Wilson's Syndrome: A Bogus Thyroid Diagnosis Trips up another Physician

A physician Naturopath, was following E.Denis Wilson's
methods to treat functional hypothyroidism in over 200 patients in a western state.
In 1994, he began treating a patient by online contact, with just a history form , and no physical examination from another western state. He sent instructions to take tempatures, and send them to him. After looking at the hx and temp. charts he diagnosed Wilson's syndrome. He did not do any lab testing. He odered T3, cytomel which was sent via mail from his local pharmacy. By 1995, he was treating 100 long distance patients, via online,telephone, and mail.
T3, cytomel is normally used at doses of 25-75 mcgs. He gave up to 300 mcgs. 25% were on > 200 mcgs. Overmedication with T3, can be very dangerous and cause death. Even his claim that he saw tests from the patient's primary care group was not factual, as the records release came after he started treating the patient. In 1992, Wilson was suspended and fined and has not returned to practice in Florida. He was ordered to receive metal health assistance as part of the order. His website is still up, and caught this naturapath, in it's bogus web.
1998, the naturapath was fined $3,000, and given a 30 month suspension. He was ordered not to treat out of state patients, without a physical examination, and only with the help of tandem physician in the state of the residence of the patient. He had to submit to audits of his patient records for an additional 2 years after suspension.

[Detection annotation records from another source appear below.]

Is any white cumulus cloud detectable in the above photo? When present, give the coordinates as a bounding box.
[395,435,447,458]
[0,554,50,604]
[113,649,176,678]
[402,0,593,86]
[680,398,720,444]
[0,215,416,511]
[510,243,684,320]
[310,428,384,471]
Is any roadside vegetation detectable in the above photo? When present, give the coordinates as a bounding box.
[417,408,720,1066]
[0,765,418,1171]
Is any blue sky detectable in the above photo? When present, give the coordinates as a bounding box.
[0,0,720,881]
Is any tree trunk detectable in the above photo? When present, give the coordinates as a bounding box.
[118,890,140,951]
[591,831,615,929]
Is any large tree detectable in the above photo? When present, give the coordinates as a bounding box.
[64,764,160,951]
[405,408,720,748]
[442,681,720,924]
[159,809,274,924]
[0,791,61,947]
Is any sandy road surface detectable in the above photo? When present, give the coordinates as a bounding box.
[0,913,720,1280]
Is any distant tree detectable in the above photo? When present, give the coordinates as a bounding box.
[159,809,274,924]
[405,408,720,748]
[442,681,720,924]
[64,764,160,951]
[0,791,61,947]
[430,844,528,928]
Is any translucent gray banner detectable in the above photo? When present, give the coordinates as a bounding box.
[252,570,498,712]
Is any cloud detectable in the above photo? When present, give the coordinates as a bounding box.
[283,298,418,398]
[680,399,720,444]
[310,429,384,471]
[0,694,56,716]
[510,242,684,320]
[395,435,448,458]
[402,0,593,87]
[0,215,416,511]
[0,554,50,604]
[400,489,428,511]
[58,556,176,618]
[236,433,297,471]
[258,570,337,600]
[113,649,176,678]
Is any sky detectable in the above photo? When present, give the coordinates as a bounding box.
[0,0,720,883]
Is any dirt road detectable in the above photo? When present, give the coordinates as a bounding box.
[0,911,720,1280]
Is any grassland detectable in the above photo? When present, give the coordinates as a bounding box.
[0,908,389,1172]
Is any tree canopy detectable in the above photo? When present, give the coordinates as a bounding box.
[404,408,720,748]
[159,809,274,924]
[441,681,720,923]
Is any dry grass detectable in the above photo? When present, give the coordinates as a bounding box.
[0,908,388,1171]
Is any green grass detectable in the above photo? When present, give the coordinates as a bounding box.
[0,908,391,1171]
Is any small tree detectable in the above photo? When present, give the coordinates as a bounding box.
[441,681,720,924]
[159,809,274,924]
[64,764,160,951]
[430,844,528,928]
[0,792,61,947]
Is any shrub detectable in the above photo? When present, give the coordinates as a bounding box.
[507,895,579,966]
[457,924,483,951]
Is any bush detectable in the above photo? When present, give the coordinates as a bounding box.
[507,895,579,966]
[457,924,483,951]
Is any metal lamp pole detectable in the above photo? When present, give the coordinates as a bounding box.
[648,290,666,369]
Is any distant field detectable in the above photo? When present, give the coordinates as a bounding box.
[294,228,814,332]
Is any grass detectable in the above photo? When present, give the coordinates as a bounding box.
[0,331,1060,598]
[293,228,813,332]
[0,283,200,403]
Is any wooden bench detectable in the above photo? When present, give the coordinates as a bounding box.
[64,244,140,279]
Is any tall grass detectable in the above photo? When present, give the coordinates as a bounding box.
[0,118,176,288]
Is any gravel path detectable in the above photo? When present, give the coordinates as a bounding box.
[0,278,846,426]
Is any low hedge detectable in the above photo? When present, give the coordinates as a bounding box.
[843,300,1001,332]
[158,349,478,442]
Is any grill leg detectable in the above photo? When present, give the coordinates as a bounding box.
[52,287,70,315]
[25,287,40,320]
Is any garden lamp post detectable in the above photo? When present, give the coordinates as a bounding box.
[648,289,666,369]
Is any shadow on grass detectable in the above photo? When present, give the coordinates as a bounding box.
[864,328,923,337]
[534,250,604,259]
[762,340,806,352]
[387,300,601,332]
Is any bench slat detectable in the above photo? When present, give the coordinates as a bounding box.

The American Thyroid Association stated:
1.Wilsons is inconsistent with known facts about the thyroid gland.
2. Diagnosis is imprecise, using non-specific symptoms and body temperature.
3. T3 is no better than placebo in treating non-specific symptoms, of patients with normal thyroid hormone concentrations.
4.T3 results in wide swings in blood levels, and can produce symptoms, and cardiovascular complications in some patients, that can be potentially dangerous.

Wilson's Syndrome as described by Denis Wilson is a bogus diagnosis, but there is a real Wilson's disease , but it is a rare disease of copper metabolism.


Disciplinary actions: E.Denis Wilson MD #0048922
Longwood FL. 2/12/92 Board of Medicine 8(2):10,1992
FL.Depart. of Professional Regulations Tallahassee FL.

TSH, and usually T4, will be abnormal BEFORE you have symptoms of hypothyroidism. Throw away the thermometer, unless you need it for your child's fever, mom!

Even with the new TSH upper normal of 2.5-3.0, you need to have the TSH > 5-10 before symptoms occur.